We’ve just entered our thirteenth country – Serbia! We spent the night in the Bosnia-Herzegovina border town of Zvornik. The town itself was fine, but the only two hotels in the city were ridiculously expensive. We ended up paying $70 for a tiny hotel room. There was just enough room to open the door, take two steps into the room, then jump directly into one of the two twin beds the room contained. An added treat was that the room was on the ground floor, the window by my bed had apparently been left open all day, and there were a few little millipede looking worm things cuddled up under my blanket. I was incredibly grossed out and had a hard time sleeping after listening to Jamie repeatedly ponder whether they’d be looking for a warm place to curl up and sleep at night.
We rode over a bridge into Serbia first thing in the morning. We didn’t have any Serbian dinar and were on the lookout for an ATM so we could get money out for lunch. Usually this isn’t a problem and we find an ATM within an hour or so of entering a new country. Unfortunately for us there were no ATMs in any of the small towns along our first day’s route. 85km down the road was a larger city that we thought would have an ATM but until then we were completely broke! We had some Croatian Kuna that we tried to exchange at a few banks when we started to get desperate for lunch money, but no one would accept them. We also had 2 Euro that I tried to spend at a supermarket, but of course no one wanted them. I was dejectedly walking out of the supermarket wondering what we were going to eat for lunch when I happened to spy a 200 Dinar bill ($4) laying on the ground. Yippee!! We used it to buy some food at the bakery and made it the rest of the way to our first stop in Serbia – the city of Šabac. The Serbian countryside we rode through during the day was pretty farmland. The poor road quality, small towns, and vendors selling produce along the roadsides made us feel like we were back in Asia.

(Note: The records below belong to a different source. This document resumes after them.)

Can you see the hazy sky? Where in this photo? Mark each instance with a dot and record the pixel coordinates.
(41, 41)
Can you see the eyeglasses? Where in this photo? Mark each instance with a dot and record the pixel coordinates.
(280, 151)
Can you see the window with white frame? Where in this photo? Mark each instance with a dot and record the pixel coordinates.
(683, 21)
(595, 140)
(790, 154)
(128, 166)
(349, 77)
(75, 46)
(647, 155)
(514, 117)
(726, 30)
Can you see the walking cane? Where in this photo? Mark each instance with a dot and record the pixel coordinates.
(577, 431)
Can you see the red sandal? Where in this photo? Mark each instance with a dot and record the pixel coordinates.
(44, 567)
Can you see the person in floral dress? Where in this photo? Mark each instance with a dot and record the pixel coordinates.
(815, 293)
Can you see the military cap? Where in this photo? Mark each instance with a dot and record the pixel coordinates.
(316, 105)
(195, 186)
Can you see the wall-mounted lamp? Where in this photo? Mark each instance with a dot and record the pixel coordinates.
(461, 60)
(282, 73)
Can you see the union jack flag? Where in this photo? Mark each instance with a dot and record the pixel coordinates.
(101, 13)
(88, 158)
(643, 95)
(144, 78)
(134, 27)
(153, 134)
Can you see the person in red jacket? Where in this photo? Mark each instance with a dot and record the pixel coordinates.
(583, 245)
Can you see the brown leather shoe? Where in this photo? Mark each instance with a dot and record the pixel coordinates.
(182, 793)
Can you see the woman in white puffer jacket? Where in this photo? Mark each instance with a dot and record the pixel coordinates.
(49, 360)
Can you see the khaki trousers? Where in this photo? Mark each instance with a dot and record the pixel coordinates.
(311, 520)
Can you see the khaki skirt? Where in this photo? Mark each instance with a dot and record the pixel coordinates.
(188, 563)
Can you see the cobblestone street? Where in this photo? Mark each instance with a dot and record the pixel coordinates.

It is harvest time here, and all day we see farmers driving tractors down the road and working in their cornfields.
Once again we had trouble finding an affordable place to stay in Šabac. There was no camping and only two hotels in town. They both cost approx $100 for a room. With no other options, we stayed in the $100 room and groaned about how this was absolutely destroying our budget. To rub salt in the wound, the room was not even nice. The shower didn’t drain, the bathroom smelled like sewage, and the cable going into the TV looked like it had been chewed apart by a mouse, which made the reception horrible. It was like the hotel quality in Cambodia at Western European prices! We ate bread, cheese, and apples for dinner while watching CNN and Animal Planet. The exorbitant price did include a buffet breakfast which was tasty. I enjoyed a nice selection of pastries and Jamie had some strange meats and pickled things.
It was another 85km to the large city of Novi Sad. Novi Sad is on the Danube and we were expecting the entire ride to be pancake flat. So we were both pretty shocked when we climbed a 300m pass followed by a 500m pass, including multiple 12% grades!
Near the top of the pass we stopped for a snack. While we were sitting there eating our bread, cheese, and apples two dogs came over to check us out. One of the dogs was smallish with black wavy fur – it looked exactly like a little lamb. I loved it. It lied down on the ground about two feet away from our feet and literally slithered over to us on its belly. It wanted to be petted and fed, which of course we did! Every time we see a stray animal we always wish we could take it with us.
Due to road construction we were forced to rejoin a major road for the final 20km into Novi Sad. Half of this 20km included winding steep descents towards the river basin. The drivers in Serbia have been some of the most aggressive, macho, and basically insane drivers we’ve seen anywhere in the world. They have a mania for passing each other, even if it is completely obvious that there is nothing to be gained by passing (i.e. slow moving traffic due to upcoming road blockades for road construction). This insatiable urge to pass every moving vehicle on the road persists even on blind corners, mountain roads with no shoulder, alongside slow moving cyclists, or the combination of all three of these things. To top this all off we have been seeing roadside gravestones every kilometer or so – I can only assume these are victims of traffic accidents. It is really unbelievable and has convinced us to stick to small roads whenever possible!
Novi Sad was a much bigger city that we’d expected. It is also really beautiful, especially around the main square.
The Catholic Cathedral’s spire is rainbow colored!
Painted cows are scattered throughout the city.
We originally planned to stay in Novi Sad for one day to rest before heading to Belgrade. Last night we checked the weather though, and found out that there would be one more day of cold and rainy weather before things start to clear up, so we decided to hang out here for one more day before riding along the Danube to Belgrade.